Two-year-old Rylee Muths puts her mark on a 14-foot-plus snowman in North Lawrence last February. I love the juxtaposition of the small girl against the large snowman. Muths was walking around the snowman with an adult, but I waited to take my photograph until the two had separated and the adult was hidden behind the snowman.
Brian Runk, Lawrence, runs with his three dogs near the North Lawrence levee Sunday, March 24, 2013 after a heavy snowfall.
An ominous, masked and hooded sledder, looks out over a white landscape after a heavy snowfall in February. When I spotted this person, just barely revealed above the hill of snow, I framed the dark and twisted branches of the tree against the white of the sky and ground to create a surreal and somewhat abstract scene. Possibly all that's missing is a scythe.
Summer Smetak holds her mother Kelley Smetak as Summer appears a little nervous on her first morning of school last August. I followed this mother and daughter from home to school, documenting the two experience many emotions. A photographer can only hope to capture visible evidence of emotional states, so I paid close attention to the girl Summer's body language during the moments right before her mother and her parted for Summer's first day of school.
Woodlawn School kindergartner Joan Clark, left, hands her teacher Barbie Gossett a bouquet of flowers as students leave school before summer break. There are always lots of photo opportunities on the last day of school. The trick is to intuit a potential photograph before it happens so you are prepared to capture the moment. When I noticed one mother arrive at school and hand her daughter flowers, I followed the girl until she presented them to her teacher. The reaction of the teacher becomes the gesture or moment I needed, and makes the photograph interesting for me.
A runner passes through a gauntlet of volunteers spraying him with orange corn starch during the popular Color Run in Lawrence, Saturday, Sept. 14. I love runner, suspended in mid-air and the way the fast shutter-speed froze the traces of the thrown corn starch powder. Months later, I still have orange pigment on my camera bag.
A Master of Arts graduate is lost in a shower of champagne as the school celebrates during commencement ceremonies at KU in May, 2013. Each photography staff member knows that this group of graduates will uncork and spray champagne at every graduation. Still, it is somewhat of a crapshoot to determine where to point your camera. Rather than show a wide shot of the whole section covered in bubbles, I choose a tighter framing that directs the eye to one student in the middle of the spray.
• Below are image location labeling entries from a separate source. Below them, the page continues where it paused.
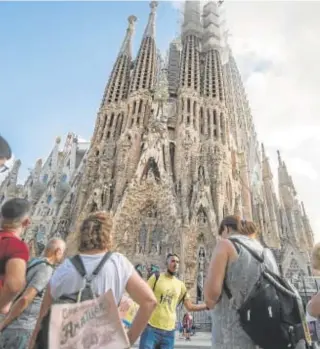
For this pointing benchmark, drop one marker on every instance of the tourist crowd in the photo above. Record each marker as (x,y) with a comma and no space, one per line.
(57,302)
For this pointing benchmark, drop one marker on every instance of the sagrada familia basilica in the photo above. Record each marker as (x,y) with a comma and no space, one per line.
(174,149)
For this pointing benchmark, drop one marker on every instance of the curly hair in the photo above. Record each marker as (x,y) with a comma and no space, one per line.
(95,232)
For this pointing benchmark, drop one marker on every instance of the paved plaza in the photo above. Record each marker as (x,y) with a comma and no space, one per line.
(199,340)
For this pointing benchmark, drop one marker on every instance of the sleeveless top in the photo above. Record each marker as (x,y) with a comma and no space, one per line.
(241,276)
Kansas guard Elijah Johnson (15) walks off the court with Coach Bill Self after the Jayhawks 87-85 loss to the University of Michigan, Friday, March 29, 2013, at Cowboys Stadium, in Arlington, TX. These are never fun situations to photograph - particularly after this game. I positioned myself at the end of the court where I knew the team would walk past me to exit. Johnson and Self were the last two off the court and I had only 3-4 shots to capture some visual display of frustration evident by their facial expressions or body language.
Kansas senior runningback James Sims (29) stands with his grandmother Juana Luna, left, and his mother, Mary Luna, and watch a video of Sims during a senior day recognition before the Jayhawks game against KSU in November. Through my telephoto lens, I could see slight highlights in Sims eyes. I assumed it was the welling up of tears. I wasn't sure they would be visible in the larger image, but I believe that small amount of reflected light draws the reader's eye to his eyes and provides physical evidence of the emotions he was experiencing.
Twin brothers Logan, left and Brody Myers, 5, enjoy a ride on the Dragon Wagon during the opening night of Moore's Greater Shows Carnival at the Douglas County Fair. After only one trip around this children's roller-coaster, I could tell that these brothers were going to continue giggling through the whole ride. I stood in a position where I could capture their reaction on each pass where they experienced a sharp curve and a quick drop. No fear at all - nothing but laughter.
Lilly Pankau, 6, Rockport, Missouri, laughs as she pets her Vietnamese pig Charlotte during the Mother Earth News fair held in Lawrence in October. Lilly had been playing with her pig as I approached. When she laid back on the grass, I stepped in close enough so that I could point my camera and wide-angle lens straight down to create an uncluttered image. I chose a frame with Lilly's eyes closed rather than open. With her eyes closed, the photo places more emphasis on Lilly and her pet. Had her eyes been open, and with me standing right over her, she was more likely to look in the cameras direction and disrupt the scene.